We prepare an H-flap with its central incision directly over the apex of the stenosis ( Fig. 1.1a ). Two U-flaps are then elevated to expose the cartilage ( Fig. 1.1b ). A crescent-shaped piece of cartilage is removed, and the skin flaps are appropriately trimmed and sutured back in place ( Fig. 1.1c ). This relatively small procedure is performed under local anesthesia in most patients.
Hypertrophic Scars and Keloids
Hypertrophic scars are thickened scars in the area of the previous wound. Keloids show a tendency to grow beyond the scar and develop a more or less unlimited growth. They can become huge and grow like a tumor, destroying the surrounding cartilage ( Fig. 1.2 ). Sometimes they only start to develop years after surgery.

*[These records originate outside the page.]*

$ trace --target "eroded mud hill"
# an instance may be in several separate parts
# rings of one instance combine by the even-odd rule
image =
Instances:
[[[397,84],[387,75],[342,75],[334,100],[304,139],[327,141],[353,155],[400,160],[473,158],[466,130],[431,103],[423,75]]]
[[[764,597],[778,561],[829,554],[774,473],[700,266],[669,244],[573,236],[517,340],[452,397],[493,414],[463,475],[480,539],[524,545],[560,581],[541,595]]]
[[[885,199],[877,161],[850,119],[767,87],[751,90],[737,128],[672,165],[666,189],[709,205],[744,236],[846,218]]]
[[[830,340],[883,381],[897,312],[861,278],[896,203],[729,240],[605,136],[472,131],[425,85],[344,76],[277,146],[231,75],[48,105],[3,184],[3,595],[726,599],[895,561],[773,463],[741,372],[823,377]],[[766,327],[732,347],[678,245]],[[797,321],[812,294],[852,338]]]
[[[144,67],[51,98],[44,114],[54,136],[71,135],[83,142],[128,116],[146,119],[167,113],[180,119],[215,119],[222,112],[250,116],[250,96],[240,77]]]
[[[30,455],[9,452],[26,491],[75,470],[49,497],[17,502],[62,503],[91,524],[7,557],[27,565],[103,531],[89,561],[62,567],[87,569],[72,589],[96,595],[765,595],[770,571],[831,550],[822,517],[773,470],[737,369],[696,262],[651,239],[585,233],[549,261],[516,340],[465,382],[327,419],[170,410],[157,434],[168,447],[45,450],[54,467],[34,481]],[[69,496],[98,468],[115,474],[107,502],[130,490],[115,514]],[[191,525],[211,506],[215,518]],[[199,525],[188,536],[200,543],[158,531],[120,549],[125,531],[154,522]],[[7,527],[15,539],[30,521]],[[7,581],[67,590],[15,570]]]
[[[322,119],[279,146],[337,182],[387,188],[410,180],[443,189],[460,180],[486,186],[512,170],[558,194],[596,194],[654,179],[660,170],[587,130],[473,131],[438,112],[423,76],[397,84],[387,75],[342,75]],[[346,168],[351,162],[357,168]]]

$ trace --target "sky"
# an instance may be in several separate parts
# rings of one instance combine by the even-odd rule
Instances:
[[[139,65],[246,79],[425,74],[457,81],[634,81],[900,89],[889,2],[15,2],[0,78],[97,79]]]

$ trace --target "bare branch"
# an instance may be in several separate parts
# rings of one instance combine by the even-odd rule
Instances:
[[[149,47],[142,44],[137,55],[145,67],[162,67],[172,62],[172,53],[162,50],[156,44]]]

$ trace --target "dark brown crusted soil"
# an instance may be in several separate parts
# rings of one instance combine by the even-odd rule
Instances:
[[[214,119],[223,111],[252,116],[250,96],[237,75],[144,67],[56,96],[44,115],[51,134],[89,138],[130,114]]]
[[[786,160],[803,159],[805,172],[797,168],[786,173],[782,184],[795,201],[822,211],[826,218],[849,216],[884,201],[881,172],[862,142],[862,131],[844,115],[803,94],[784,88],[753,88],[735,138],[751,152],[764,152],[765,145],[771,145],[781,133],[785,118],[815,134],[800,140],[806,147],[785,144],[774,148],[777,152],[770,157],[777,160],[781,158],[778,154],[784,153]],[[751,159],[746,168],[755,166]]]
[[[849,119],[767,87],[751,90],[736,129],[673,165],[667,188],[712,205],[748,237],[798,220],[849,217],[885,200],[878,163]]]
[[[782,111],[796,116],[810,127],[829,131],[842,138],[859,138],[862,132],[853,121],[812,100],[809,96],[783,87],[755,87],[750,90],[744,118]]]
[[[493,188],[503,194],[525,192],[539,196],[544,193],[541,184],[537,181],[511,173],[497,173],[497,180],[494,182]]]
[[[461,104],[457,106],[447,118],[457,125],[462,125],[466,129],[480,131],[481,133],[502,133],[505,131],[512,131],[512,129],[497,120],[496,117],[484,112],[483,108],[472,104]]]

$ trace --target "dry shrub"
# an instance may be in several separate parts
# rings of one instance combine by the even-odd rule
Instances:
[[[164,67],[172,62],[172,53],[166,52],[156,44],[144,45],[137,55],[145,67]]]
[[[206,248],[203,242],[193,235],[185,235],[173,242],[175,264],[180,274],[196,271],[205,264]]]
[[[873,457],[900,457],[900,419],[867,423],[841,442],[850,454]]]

Many factors are thought to influence the development of keloids but none of these are the sole explanation.21 Risk factors are individual disposition, race (more frequent in dark and Asian races), tension on the scar leading to increased activity of fibroblast with up to 12 times greater production of collagen in comparison to normal wounds and three times higher production of collagen in comparison to hypertrophic scar, localization of the wound (more frequent in ear, chest, and shoulders), and inflammation, which stimulates the liberation of growth factors. The latter causes can be influenced by the surgeon to a certain extent.
Note
Avoidance of tension along the wound closure is the most important advice. The position of the auricle should not rely on the skin sutures but on the remodeling of the cartilage. The resection of excess skin should be performed very conservatively, taking into account that, especially in young patients, folds will flatten over time.